Richteren 16:23-25 Simson in de tempel van Dagon

In Numeri 6 wordt beschreven hoe er door het afscheren van het haar een einde komt aan de periode van het nazireeërschap (:9). Maar hiermee is niet gezegd dat het nazireeërschap ten einde is. De eerdere dagen vervallen en er volgt een nieuwe periode van nazireeërschap (:12). Ook bij Simson zien we dit. Zijn haar is afgeschoren, maar begint weer te groeien. Het lange haar van de man is een uitbeelding van oneer, meer letterlijk: zonder eer (1 Kor.11:14). Het spreekt van Christus, die kwam in vernedering en onderschikking, want Hij stond onder volmacht van Zijn Vader.

Richteren 16
23 En de stadsvorsten van de Filistijnen verzamelden zich om een groot slachtoffer te offeren aan Dagon, hun god, en om blij te zijn. En zij zeiden: Onze god gaf Simson, onze vijand, in onze hand.
24 En het volk zag hem en zij lofprezen hun god, want zij zeiden: Onze god gaf onze vijand in onze hand, de verwoester van ons land en die onze gesneuvelden vermeerderde.
25 En het gebeurde dat hun hart vrolijk was en zij zeiden: Haal Simson en hij zal ons vermaken. En zij riepen Simson uit het huis van de gevangenen, en hij werd belachelijk gemaakt voor hun aangezichten. En zij deden hem staan tussen de pilaren.

Dagon
Dagon betekent vis en is een uitbeelding van de god van deze aeon (2 Kor.4:4), die komt uit de afgrond (Opb.11:7; 20:3). Van deze ‘vissengod’ zien we tot in onze tijd symbolen terug in religie. Denk aan de mijters van bisschoppen en de paus, die een voorstelling zijn van een vissenbek.

bespot
De Filistijnen prijzen hun god, omdat hij Simson in hun hand heeft gegeven en zij willen hem belachelijk maken. Simson wordt tentoongesteld in de tempel van Dagon. Ook van Jezus lezen we dat hij bespot werd toen zij hem gevangen hadden genomen.

Mattheüs 27
28 En zij kleden Hem uit, en zij doen Hem een scharlakenrode mantel om;
29 en zij vlechten een lauwerkrans van dorens, en zij plaatsen die op zijn hoofd, en een rietstok in zijn rechterhand. En zij vallen vlak vóór Hem op de knieën, en zij bespotten Hem, en zij zeggen: Verheug je, koning van de Joden!

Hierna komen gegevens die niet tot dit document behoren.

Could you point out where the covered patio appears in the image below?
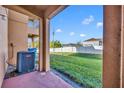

Specifiek worden de stadsvorsten van de Filistijnen genoemd (:23), hoewel we weten dat er duizenden Filistijnen aanwezig waren in de tempel van Dagon (:27). Zij dachten dat Simson verslagen was en hadden geen weet van Gods plan met Simson. Anders zouden zij hem immers niet in de tempel van Dagon gebracht hebben…
Later doen de Filistijnen iets soortgelijks met de ark van het verbond. Ook die brengen zij in de tempel van hun god Dagon. En ook daar wordt Dagon verslagen in zijn eigen huis (1 Sam.5:1-4).

1 Korinthe 2
8 die (>Gods wijsheid :7) niemand van de oversten van deze aeon heeft geweten, want indien zij het geweten hadden, dan zouden zij de Heer van de heerlijkheid niet gekruisigd hebben.